Essa versatilidade é uma das razões para o termo “Actara bula” ser tão pesquisado. Em várias situações, o usuário quer saber não apenas a dose, mas também como aplicar e qual tecnologia de aplicação faz sentido para o seu caso.

Carência do Actara

O intervalo de segurança varia bastante conforme a cultura e a modalidade de uso. Entre os exemplos mais importantes da bula, estão:

  • Algodão: 21 dias
  • Arroz: 21 dias
  • Feijão: 14 dias
  • Citros (foliar): 14 dias
  • Citros (tronco): 180 dias
  • Melancia: 14 dias
  • Melão (foliar): 7 dias
  • Morango: 1 dia
  • Repolho (foliar): 7 dias
  • Tomate (foliar): 3 dias
  • Tomate (solo): 10 dias
  • Trigo: 42 dias
  • Uva: 45 dias
  • Café: 90 dias
  • Batata (foliar): 10 dias

Esse trecho é especialmente importante para quem busca termos como “Actara carência feijão”, “Actara carência tomate” ou “Actara intervalo de segurança”.

Intervalo de reentrada

Após a aplicação, a reentrada de pessoas nas áreas tratadas deve respeitar no mínimo 24 horas. Caso seja necessário entrar antes desse prazo, devem ser usados os EPIs recomendados para a situação.

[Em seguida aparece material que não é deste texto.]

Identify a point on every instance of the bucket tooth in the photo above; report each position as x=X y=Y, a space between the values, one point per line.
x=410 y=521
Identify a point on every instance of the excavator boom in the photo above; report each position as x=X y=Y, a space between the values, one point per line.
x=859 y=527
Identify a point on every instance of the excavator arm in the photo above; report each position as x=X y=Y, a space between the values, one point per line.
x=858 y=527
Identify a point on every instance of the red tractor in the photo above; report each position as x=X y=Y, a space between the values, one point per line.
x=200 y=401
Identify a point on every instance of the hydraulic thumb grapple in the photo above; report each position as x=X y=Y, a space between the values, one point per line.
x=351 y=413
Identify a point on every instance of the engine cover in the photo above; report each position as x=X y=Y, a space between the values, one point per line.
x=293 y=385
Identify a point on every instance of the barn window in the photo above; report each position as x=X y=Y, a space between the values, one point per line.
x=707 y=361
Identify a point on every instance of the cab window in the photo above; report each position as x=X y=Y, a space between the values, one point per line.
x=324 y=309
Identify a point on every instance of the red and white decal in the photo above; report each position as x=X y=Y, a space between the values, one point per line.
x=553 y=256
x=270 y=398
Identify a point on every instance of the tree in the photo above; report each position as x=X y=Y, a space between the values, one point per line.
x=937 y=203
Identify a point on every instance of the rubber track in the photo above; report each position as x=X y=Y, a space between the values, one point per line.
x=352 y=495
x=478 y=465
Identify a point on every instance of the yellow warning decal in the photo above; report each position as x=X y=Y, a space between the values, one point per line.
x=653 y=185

Manejo de resistência com Actara

O Actara pertence ao grupo 4A, dos neonicotinoides. O uso repetitivo de produtos desse mesmo grupo, sem rotação de mecanismo de ação, aumenta o risco de desenvolvimento de populações resistentes.

Para preservar a eficiência do produto, o manejo deve incluir:

  • rotação com inseticidas de outros mecanismos de ação;
  • uso do produto dentro de janelas de aplicação;
  • respeito ao número máximo de aplicações da bula;
  • direcionamento das aplicações para as fases mais suscetíveis da praga;
  • integração com outras estratégias do MIP, como controle biológico, rotação de culturas e monitoramento.

A bula também reforça que a exposição total a inseticidas do grupo 4A não deve exceder 50% do ciclo da cultura ou 50% do total de aplicações recomendadas.

Cuidados na aplicação do Actara

Alguns cuidados são indispensáveis para evitar falha de controle e reduzir riscos:

  • não aplicar com ventos fortes;
  • evitar as horas mais quentes do dia;
  • respeitar as doses recomendadas;
  • usar o volume de calda adequado para cada cultura;
  • evitar deriva para áreas sensíveis;
  • seguir as distâncias mínimas em relação a corpos d’água;
  • utilizar corretamente os EPIs;
  • respeitar as limitações de uso e as exigências da bula.

Em aplicações foliares, a qualidade da cobertura influencia diretamente o resultado, principalmente em alvos localizados em partes protegidas da planta.

Principais erros ao usar Actara

Usar dose errada

Aplicar abaixo da dose pode reduzir o controle e aumentar a chance de resistência. Aplicar acima também não resolve problemas de momento de entrada e pode elevar o risco operacional.

Entrar tarde no manejo

Esperar a infestação avançar demais tende a derrubar a performance do produto e encurtar o intervalo até a próxima intervenção.

Ignorar a modalidade correta de uso

Em várias culturas, o Actara não é apenas foliar. Há usos via solo, gotejo, bandeja, tronco ou sulco. Usar a modalidade errada pode comprometer o resultado.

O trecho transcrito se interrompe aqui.